Hubo un momento en que parecía que Mark Zuckerberg quería ser presidente de los EE UU. A nadie le pareció un disparate porque era 2017 y acababa de ganar Donald Trump. El joven CEO anunció que su propósito para el nuevo año sería “conocer gente en cada estado de los Estados Unidos” y que, como había estado ya en veinte, le quedaban treinta por visitar. Los escándalos sobre el papel de Facebook como escenario y facilitador de las campañas de desinformación rusa, las manipulaciones de Cambridge Analytica y el genocidio de Myanmar estallaron casi simultáneamente mientras él visitaba fábricas, estrechaba manos y besaba bebés, como un nuevo Kennedy entrenando para las primarias. La compañía perdió más de cien mil millones de dólares en valores bursátiles antes de que se decidiera a volver. Era un mal momento para pensar en democracia. Tendría que seguir siendo emperador.
“Zuckerberg es una de las pocas personas del mundo para las que ser presidente sería bajar de categoría”, ironizaba Nick Bilton en un artículo de Vanity Fair. En aquel momento, su plataforma tenía “solo” 1.800 millones de usuarios, un cuarto de la población del planeta. Hoy tiene más de 2.500 millones de usuarios, un tercio, y sin contar Instagram y WhatsApp. Nos faltan herramientas para comprender lo que significa eso exactamente. Si Facebook fuera un país, sería el más grande de la historia. Si fuera la herramienta de la revolución, como se declaró durante la Primavera Árabe, habría ganado la revolución. Si fuera una unión global de trabajadores, el mundo sería un lugar radicalmente distinto.
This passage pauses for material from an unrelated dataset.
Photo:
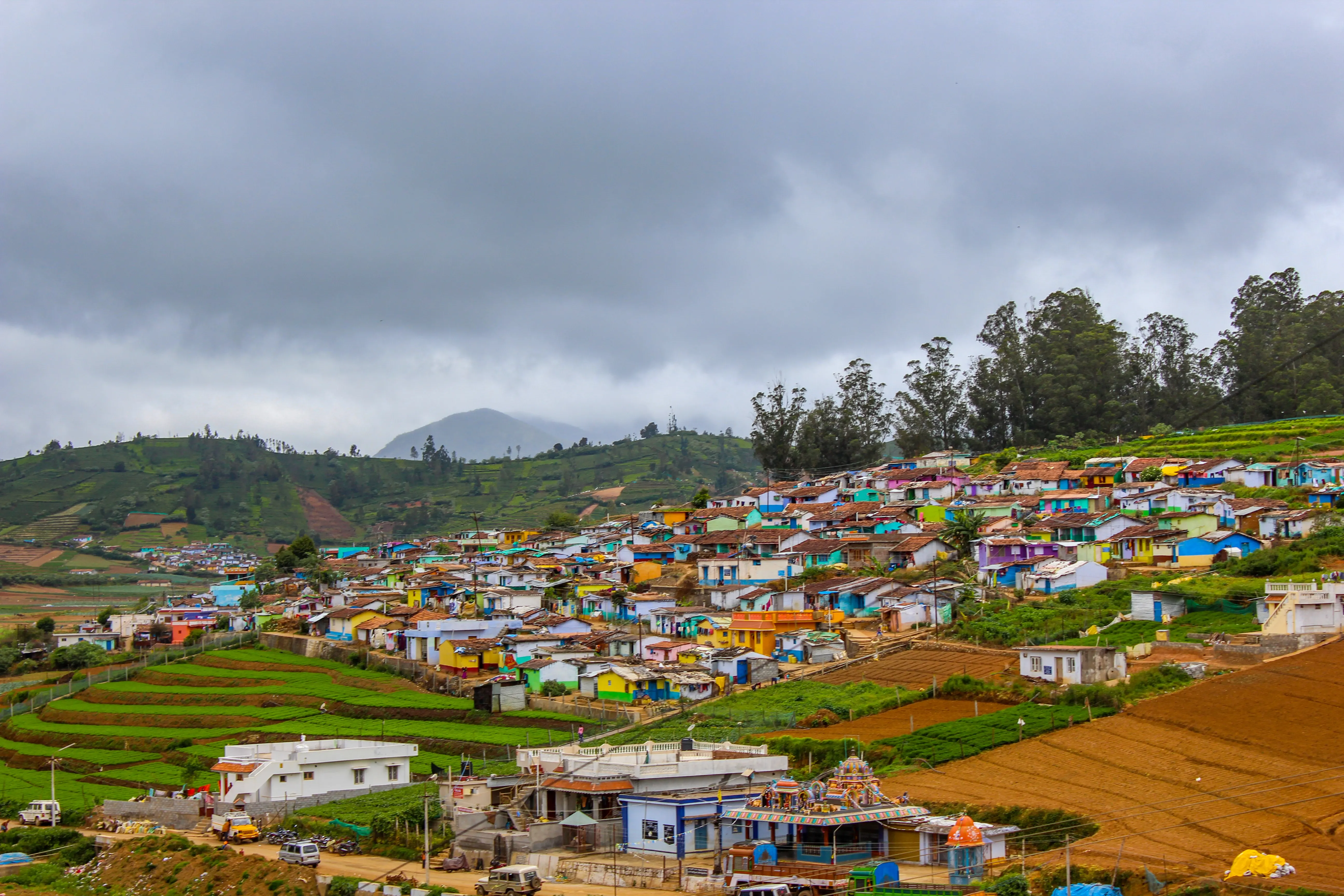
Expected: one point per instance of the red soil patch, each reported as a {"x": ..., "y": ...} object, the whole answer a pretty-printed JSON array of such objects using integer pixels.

Pero Facebook es una clase nueva de imperio cuya expansión parecía tan circunscrita a lo estrictamente virtual que no reparamos en sus manifestaciones físicas. Como el hecho de que proporciona la única infraestructura de red a cientos de millones de personas en todo el mundo a través de su programa FreeBasics, o que lidera la construcción de la siguiente generación de cables submarinos de fibra óptica junto con Google, aparente némesis pero frecuente colaborador. Como los datos no se mueven solos y las antenas solo sirven para las distancias cortas, el grueso de Internet son unos 380 cables submarinos que transportan el 99.5% del tráfico transoceánico. El 0,5% restante es gestionado por lentos y caros satélites, el futuro de una industria que se prepara para perder sus infraestructuras en manos de desastres climáticos. Ese espacio también está siendo rápidamente colonizado por Facebook, Google y SpaceX, la empresa de Elon Musk, con su flota de nanosatélites StartLink.
El feudalismo digital
Hay pocas plataformas como Facebook, con el poder gravitacional de sus miles de millones de usuarios. Google, Amazon, Apple y Netflix en occidente; en oriente Alibaba, Tencent y Baidu. Pero, en la última década, su imperio se ha expandido hasta ocupar todas las industrias, como una flota tentacular de cables, servidores y líquido refrigerante, imponiendo en ellas su propio modelo de negocio y de legislación. Su lógica opaca y cambiante, que incluye protocolos, algoritmos y un ejército de moderadores, se superpone al gobierno descentralizado del Internet sobre el que transita y también a las leyes de los estados soberanos cuyas democracias asfixia sin sufrir repercusiones. Ese imperio se sienta sobre esos territorios como una impenetrable capa de látex, interponiendo entre ambos una aduana de intermediación.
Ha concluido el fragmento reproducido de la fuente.